[PATCH v2 00/71] replace use of fixed size rte_mempcy
Mattias Rönnblom
hofors at lysator.liu.se
Sat Mar 2 13:01:51 CET 2024
On 2024-03-02 12:14, Mattias Rönnblom wrote:
> On 2024-03-01 18:14, Stephen Hemminger wrote:
>> The DPDK has a lot of "cargo cult" usage of rte_memcpy.
>> This patch set replaces cases where rte_memcpy is used with a fixed
>> size constant size.
>>
>> Typical example is:
>> rte_memcpy(mac_addrs, mac.addr_bytes, RTE_ETHER_ADDR_LEN);
>> which can be replaced with:
>> memcpy(mac_addrs, mac.addr_bytes, RTE_ETHER_ADDR_LEN);
>>
>> This has two benefits. Gcc (and clang) are smart enough that for
>> all small fixed size values, they just generate the necessary
>> instructions
>> to do it inline. It also means that fortify, Coverity, and ASAN
>> analyzers can check these memcpy's.
>>
>
> Instead of smearing out the knowledge of when to use rte_memcpy(), and
> when to use memcpy() across the code base, wouldn't it be better to
> *always* call rte_memcpy() in the fast path, and leave the policy
> decision to the rte_memcpy() implementation?
>
> In rte_memcpy(), add:
> if (__builtin_constant_p(n) && n < RTE_LIBC_MEMCPY_SIZE_THRESHOLD)
> memcpy(/../);
> ..or something to that effect.
>
> Could you have a #ifdef for dumb static analysis tools?

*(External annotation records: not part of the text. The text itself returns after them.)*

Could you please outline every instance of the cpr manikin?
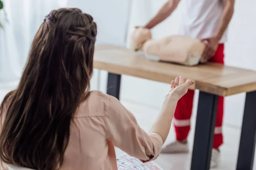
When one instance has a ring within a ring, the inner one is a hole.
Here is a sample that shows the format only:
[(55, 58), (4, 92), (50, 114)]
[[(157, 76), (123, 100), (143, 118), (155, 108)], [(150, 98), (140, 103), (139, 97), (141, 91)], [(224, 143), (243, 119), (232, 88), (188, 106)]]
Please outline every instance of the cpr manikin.
[(152, 40), (150, 30), (136, 28), (131, 34), (130, 48), (142, 49), (146, 57), (157, 61), (195, 65), (201, 61), (205, 44), (199, 40), (182, 35), (173, 35)]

To make it look
> like you are always using memcpy()?
>
>> So faster, better, safer.
>>
>
> What is "faster" based on?
>
I ran some DSW benchmarks, and if you add
diff --git a/lib/eal/x86/include/rte_memcpy.h
b/lib/eal/x86/include/rte_memcpy.h
index 72a92290e0..64cd82d78d 100644
--- a/lib/eal/x86/include/rte_memcpy.h
+++ b/lib/eal/x86/include/rte_memcpy.h
@@ -862,6 +862,11 @@ rte_memcpy_aligned(void *dst, const void *src,
size_t n)
static __rte_always_inline void *
rte_memcpy(void *dst, const void *src, size_t n)
{
+ if (__builtin_constant_p(n) && n <= 32) {
+ memcpy(dst, src, n);
+ return dst;
+ }
+
if (!(((uintptr_t)dst | (uintptr_t)src) & ALIGNMENT_MASK))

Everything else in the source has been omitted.